CFPB Warns Companies Against Tricking Consumers Into Expensive Pay-By-Phone Fees
concerns are that some companies are misleading consumers about the amount and the purpose behind certain fees
The Consumer Financial Protection Bureau (CFPB) has issued a bulletin warning companies about tricking consumers into expensive pay-by-phone fees.
The CFPB says that it is concerned about companies potentially misleading consumers about the purpose and amount of certain pay-by-phone fees or keeping them in the dark about much cheaper payment options. The bulletin also reviews guidelines to help consumer financial companies comply with the law.
"The Bureau is warning companies about tricking consumers into more expensive fees when they pay bills by phone," said CFPB Director Richard Cordray. "We are concerned that companies are misleading consumers about pay-by-phone fees or keeping them in the dark about much cheaper or no-cost payment options."
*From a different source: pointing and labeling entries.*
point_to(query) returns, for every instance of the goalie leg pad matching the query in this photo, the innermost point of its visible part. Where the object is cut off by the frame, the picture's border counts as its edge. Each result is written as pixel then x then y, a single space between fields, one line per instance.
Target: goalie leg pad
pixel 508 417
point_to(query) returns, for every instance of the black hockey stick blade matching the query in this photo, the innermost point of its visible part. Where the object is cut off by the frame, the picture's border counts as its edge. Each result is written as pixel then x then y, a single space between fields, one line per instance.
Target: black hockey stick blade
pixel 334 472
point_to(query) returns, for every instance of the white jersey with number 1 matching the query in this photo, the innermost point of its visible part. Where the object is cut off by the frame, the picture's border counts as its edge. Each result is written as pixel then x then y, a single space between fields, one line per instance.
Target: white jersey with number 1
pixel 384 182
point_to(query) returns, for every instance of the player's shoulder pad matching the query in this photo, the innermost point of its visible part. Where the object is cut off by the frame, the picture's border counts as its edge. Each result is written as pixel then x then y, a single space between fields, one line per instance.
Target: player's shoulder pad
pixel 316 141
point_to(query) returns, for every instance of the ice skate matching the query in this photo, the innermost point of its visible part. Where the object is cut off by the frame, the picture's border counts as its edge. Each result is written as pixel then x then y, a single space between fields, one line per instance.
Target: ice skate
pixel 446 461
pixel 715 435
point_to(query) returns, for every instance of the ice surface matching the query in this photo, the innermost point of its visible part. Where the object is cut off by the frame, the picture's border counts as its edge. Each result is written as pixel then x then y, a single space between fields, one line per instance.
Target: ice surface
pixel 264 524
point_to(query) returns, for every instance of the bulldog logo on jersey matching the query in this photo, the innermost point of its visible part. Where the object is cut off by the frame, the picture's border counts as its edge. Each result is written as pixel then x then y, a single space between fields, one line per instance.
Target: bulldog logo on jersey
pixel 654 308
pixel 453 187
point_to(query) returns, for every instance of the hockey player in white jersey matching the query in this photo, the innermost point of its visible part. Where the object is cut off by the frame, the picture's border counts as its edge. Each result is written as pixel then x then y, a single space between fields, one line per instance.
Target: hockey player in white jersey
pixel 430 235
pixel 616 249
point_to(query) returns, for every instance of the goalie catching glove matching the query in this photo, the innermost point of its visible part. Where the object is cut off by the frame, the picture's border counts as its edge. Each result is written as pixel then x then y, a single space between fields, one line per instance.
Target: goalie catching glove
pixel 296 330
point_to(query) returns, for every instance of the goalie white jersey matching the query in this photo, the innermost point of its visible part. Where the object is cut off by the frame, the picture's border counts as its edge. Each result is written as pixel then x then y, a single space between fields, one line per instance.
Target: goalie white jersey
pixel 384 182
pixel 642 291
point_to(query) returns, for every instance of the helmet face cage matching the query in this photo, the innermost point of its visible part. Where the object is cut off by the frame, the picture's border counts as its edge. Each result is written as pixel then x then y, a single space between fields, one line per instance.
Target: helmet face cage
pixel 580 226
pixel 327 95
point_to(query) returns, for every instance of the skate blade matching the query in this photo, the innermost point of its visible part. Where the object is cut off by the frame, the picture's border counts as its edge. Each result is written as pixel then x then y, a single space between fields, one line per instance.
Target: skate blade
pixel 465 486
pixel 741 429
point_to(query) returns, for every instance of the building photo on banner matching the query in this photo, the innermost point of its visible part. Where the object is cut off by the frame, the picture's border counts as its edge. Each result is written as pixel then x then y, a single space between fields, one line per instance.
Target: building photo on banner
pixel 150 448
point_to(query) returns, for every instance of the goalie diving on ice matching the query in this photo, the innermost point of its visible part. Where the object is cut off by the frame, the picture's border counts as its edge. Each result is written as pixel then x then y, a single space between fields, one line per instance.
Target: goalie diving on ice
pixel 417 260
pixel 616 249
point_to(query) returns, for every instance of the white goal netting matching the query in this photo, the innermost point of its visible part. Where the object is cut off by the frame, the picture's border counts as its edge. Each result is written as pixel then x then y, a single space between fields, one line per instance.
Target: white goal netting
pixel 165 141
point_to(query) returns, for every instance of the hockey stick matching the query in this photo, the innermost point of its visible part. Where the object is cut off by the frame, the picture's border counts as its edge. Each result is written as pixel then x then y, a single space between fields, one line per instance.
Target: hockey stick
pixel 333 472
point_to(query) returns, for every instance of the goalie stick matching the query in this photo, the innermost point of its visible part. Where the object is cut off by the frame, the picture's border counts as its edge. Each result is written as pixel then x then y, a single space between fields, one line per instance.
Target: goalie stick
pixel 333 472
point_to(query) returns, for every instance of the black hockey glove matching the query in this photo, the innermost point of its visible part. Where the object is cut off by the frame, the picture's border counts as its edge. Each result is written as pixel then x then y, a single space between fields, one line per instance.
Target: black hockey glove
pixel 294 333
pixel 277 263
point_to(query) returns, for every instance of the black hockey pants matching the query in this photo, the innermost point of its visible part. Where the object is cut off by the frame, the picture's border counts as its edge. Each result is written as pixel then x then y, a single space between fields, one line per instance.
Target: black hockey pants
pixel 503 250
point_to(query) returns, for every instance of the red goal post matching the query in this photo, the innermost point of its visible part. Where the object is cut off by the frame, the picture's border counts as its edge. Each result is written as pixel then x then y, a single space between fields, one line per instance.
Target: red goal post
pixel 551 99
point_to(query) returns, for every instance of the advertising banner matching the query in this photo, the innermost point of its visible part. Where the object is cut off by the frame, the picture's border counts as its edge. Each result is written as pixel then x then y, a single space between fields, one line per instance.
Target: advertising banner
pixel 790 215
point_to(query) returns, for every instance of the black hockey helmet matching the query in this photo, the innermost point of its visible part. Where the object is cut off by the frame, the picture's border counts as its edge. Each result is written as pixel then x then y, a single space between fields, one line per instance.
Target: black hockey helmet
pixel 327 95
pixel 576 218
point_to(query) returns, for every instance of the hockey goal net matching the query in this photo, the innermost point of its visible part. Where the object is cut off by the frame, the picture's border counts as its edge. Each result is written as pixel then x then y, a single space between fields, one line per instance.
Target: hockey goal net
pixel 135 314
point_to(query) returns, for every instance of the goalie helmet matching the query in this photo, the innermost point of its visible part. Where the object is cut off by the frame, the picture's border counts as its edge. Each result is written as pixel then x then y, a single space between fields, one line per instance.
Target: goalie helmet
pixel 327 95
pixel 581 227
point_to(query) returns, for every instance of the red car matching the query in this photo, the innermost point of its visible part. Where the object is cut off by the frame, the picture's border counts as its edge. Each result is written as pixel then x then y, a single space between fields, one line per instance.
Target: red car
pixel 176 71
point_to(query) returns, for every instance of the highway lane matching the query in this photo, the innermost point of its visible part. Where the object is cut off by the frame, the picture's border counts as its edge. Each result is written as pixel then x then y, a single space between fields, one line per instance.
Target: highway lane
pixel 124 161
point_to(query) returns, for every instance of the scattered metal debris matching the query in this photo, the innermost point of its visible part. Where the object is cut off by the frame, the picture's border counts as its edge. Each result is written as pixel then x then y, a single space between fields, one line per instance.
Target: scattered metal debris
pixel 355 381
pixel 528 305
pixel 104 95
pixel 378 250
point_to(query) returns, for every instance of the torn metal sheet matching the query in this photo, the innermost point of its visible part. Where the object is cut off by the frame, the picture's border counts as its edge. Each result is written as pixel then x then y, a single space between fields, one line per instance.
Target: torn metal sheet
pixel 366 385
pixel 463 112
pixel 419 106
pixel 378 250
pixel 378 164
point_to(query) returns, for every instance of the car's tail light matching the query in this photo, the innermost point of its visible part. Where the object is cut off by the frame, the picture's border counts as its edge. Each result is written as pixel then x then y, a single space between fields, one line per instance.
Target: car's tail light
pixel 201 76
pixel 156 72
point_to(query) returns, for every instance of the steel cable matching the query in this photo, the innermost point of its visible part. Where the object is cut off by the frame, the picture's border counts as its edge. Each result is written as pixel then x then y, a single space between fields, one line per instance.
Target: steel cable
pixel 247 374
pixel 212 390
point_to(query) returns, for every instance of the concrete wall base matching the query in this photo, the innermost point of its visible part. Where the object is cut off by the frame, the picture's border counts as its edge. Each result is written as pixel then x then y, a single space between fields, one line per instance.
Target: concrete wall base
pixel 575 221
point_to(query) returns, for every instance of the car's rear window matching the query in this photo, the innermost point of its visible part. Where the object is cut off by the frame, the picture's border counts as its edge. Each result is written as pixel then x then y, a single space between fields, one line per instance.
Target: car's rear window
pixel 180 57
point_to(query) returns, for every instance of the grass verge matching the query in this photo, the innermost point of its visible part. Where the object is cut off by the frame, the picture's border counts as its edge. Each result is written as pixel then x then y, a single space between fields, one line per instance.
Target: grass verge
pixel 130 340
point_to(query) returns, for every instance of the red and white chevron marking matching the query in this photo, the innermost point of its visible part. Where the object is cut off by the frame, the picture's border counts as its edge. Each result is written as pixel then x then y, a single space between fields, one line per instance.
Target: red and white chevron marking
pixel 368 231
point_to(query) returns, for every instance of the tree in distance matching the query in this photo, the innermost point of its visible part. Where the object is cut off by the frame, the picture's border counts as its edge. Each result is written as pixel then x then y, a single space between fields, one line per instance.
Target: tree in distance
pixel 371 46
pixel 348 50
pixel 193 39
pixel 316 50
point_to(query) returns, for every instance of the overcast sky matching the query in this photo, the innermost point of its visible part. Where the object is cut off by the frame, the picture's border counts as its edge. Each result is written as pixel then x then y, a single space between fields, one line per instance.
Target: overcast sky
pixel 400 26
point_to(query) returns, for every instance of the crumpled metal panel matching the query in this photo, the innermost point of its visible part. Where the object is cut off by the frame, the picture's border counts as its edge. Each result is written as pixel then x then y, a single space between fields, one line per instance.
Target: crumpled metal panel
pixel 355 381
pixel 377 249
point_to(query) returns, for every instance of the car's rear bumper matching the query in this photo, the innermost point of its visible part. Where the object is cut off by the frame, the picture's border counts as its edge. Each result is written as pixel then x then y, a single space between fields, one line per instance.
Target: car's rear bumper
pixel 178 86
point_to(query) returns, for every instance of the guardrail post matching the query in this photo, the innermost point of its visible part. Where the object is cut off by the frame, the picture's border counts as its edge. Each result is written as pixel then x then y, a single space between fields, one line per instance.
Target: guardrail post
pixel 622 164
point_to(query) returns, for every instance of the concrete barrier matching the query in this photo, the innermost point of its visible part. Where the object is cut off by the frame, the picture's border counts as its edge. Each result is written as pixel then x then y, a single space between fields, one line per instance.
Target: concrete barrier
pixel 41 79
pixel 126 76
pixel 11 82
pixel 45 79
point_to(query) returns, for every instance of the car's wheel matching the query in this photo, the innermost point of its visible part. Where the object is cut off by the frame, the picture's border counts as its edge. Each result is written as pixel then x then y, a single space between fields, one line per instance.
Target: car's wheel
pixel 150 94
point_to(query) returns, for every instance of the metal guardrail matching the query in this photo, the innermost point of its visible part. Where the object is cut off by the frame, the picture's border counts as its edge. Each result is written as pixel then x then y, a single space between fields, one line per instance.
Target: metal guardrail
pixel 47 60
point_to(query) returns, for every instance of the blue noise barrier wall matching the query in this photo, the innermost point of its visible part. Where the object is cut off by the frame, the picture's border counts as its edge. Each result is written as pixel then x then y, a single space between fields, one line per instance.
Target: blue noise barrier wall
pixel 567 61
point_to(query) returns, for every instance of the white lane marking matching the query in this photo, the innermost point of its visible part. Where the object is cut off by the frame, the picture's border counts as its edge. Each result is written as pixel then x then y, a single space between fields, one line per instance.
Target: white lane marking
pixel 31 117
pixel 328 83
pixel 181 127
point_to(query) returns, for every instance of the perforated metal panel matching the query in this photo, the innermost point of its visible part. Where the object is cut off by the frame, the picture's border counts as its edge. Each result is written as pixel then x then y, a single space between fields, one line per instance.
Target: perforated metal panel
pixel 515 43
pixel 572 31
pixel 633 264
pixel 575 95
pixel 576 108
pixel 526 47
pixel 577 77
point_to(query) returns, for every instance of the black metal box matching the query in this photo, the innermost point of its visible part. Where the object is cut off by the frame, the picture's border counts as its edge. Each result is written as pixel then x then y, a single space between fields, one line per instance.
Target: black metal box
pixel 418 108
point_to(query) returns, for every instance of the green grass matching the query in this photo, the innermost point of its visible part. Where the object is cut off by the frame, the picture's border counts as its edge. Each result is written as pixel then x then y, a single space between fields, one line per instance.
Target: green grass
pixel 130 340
Typical Options for payment
According to the CFPB, most financial service companies give consumers several options to make payments. Some consumers may choose to pay bills by phone using an automated system or speaking with a live customer representative. Companies may charge different pay-by-phone fees depending on what method of payment the consumer uses, such as payment by electronic check, debit card, or credit card.
Consumers may also be charged an additional fee to expedite phone payments, though many companies offer consumers no-fee or lower-fee pay-by-phone options that post after a delay.
In its supervision and enforcement activities, the CFPB identified harmful practices regarding pay-by-phone fees such as:
Misleading consumers about pay-by-phone fees: Companies misrepresenting the purpose and amount of pay-by-phone fees can result in consumers incurring charges for services they don't need. For example, a recent CFPB enforcement action alleged that a company and its service provider misled consumers into paying a $14.95 pay-by-phone fee by deceptively calling it a "processing" charge.
In reality, the fee was for posting payment to the account the same day. The Bureau found that consumers paying by phone ended up being charged for expedited payment even though most of them did not need to post payment on the same day. Moreover, many were not aware of no-cost payment alternatives that would post after a delay.
Keeping consumers in the dark about much cheaper payment options: Some companies do not disclose their fees in writing upfront to consumers. Instead, they may depend solely on phone representatives to disclose the relevant fees to consumers before the charge is imposed.
These representatives may then fail to inform consumers about significant price differences between available pay-by-phone options. This may substantially harm consumers who wind up using much more expensive options because they are not informed that significantly cheaper options are available.
risks of violating consumer financial laws
The CFPB does not mandate any particular way to inform consumers about pay-by-phone options and fees. However, the Bureau says that it expects companies to review their practices for potential risks of violating consumer financial laws and to address any issues.
Further, the CFPB stresses that appropriate risk management and due diligence can help companies avoid harming consumers through unlawful practices and help them comply with federal laws. The Bureau recommends that financial institutions take steps to ensure that they are following laws related to pay-by-phone fees—this includes reviewing state and federal laws, as well as consumer complaints about fees that are charged.
The CFPB says that it will continue to monitor the practices of companies that assess pay-by-phone fees for potential violations. Appropriate action will be taken if any such violations are found.